I didn't think the behavior changes but this can be performance regression
of additional if-check. As you commented below, we had better go to change
the return value of wait_split_huge_page path in __pmd_trans_huge_stable().

> I'd like no-regression cleanups so
> I'd reverse the above and avoid changing already ultra-optimized code
> paths.

I agree.

> >  out:
> >  	return ret;
> > @@ -1104,27 +1080,48 @@ int change_huge_pmd(struct vm_area_struct *vma, pmd_t *pmd,
> >  	struct mm_struct *mm = vma->vm_mm;
> >  	int ret = 0;
> >  
> > -	spin_lock(&mm->page_table_lock);
> > -	if (likely(pmd_trans_huge(*pmd))) {
> > -		if (unlikely(pmd_trans_splitting(*pmd))) {
> > -			spin_unlock(&mm->page_table_lock);
> > -			wait_split_huge_page(vma->anon_vma, pmd);
> > -		} else {
> > -			pmd_t entry;
> > +	if (likely(pmd_trans_huge_stable(pmd, vma))) {
> > +		pmd_t entry;
> >  
> > -			entry = pmdp_get_and_clear(mm, addr, pmd);
> > -			entry = pmd_modify(entry, newprot);
> > -			set_pmd_at(mm, addr, pmd, entry);
> > -			spin_unlock(&vma->vm_mm->page_table_lock);
> > -			flush_tlb_range(vma, addr, addr + HPAGE_PMD_SIZE);
> > -			ret = 1;
> > -		}
> > -	} else
> > +		entry = pmdp_get_and_clear(mm, addr, pmd);
> > +		entry = pmd_modify(entry, newprot);
> > +		set_pmd_at(mm, addr, pmd, entry);
> >  		spin_unlock(&vma->vm_mm->page_table_lock);
> > +		flush_tlb_range(vma, addr, addr + HPAGE_PMD_SIZE);
> > +		ret = 1;
> > +	}
> >  
> >  	return ret;
> 
> Needs __pmd_trans_huge_stable.
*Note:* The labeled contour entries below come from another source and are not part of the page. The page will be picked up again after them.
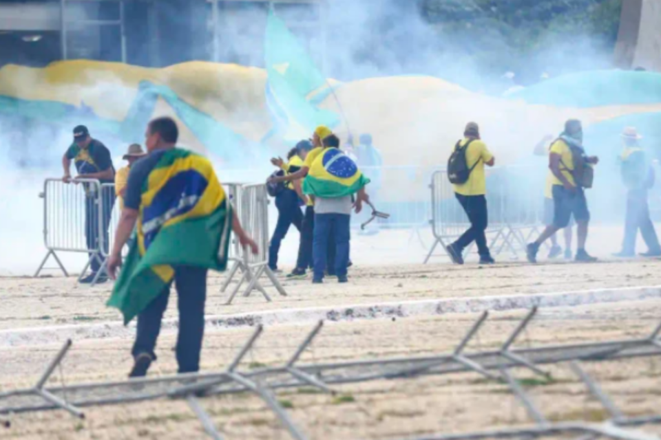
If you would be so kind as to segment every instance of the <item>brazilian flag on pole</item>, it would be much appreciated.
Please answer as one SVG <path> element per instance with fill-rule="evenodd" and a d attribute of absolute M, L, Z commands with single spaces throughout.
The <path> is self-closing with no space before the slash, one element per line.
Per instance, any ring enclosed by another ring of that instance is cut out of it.
<path fill-rule="evenodd" d="M 323 198 L 351 195 L 370 183 L 358 166 L 340 150 L 333 148 L 312 150 L 317 155 L 303 180 L 303 192 Z"/>
<path fill-rule="evenodd" d="M 107 305 L 128 324 L 174 277 L 174 265 L 224 270 L 231 206 L 206 158 L 167 151 L 143 188 L 136 239 Z"/>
Ok to cleanup with that (no regression
> in this case with the __ version).
> 
> > diff --git 3.2-rc5.orig/mm/mremap.c 3.2-rc5/mm/mremap.c
> > index d6959cb..d534668 100644
> > --- 3.2-rc5.orig/mm/mremap.c
> > +++ 3.2-rc5/mm/mremap.c
> > @@ -155,9 +155,8 @@ unsigned long move_page_tables(struct vm_area_struct *vma,
> >  			if (err > 0) {
> >  				need_flush = true;
> >  				continue;
> > -			} else if (!err) {
> > -				split_huge_page_pmd(vma->vm_mm, old_pmd);
> >  			}
> > +			split_huge_page_pmd(vma->vm_mm, old_pmd);
> >  			VM_BUG_ON(pmd_trans_huge(*old_pmd));
> >  		}
> >  		if (pmd_none(*new_pmd) && __pte_alloc(new_vma->vm_mm, new_vma,
> 
> regression. If you really want to optimize this and cleanup you could
> make __pmd_trans_huge_stable return -1 if wait_split_huge_page path
> was taken, then you just change the other checks to == 1 and behave
> the same if it's 0 or -1, except in move_huge_pmd where you'll return
> -1 if __pmd_trans_huge_stable returned -1 to retain the above
> optimizaton.

All right.

> Maybe it's not much of an optimization anyway because we trade one
> branch for another, and both should be in l1 cache (though the retval
> is even guaranteed in a register not only in l1 cache so it's even
> better to check that for a branch), but to me is more about keeping
> the code strict which kinds of self-documents it, because conceptually
> calling split_huge_page_pmd if wait_split_huge_page was called is
> superflous (even if at runtime it won't make any difference).

OK, I cancel this change.

> Thanks for cleaning up this, especially where pmd_trans_huge_stable is
> perfect fit, this is a nice cleanup.

Thank you for your valuable feedbacks!

Naoya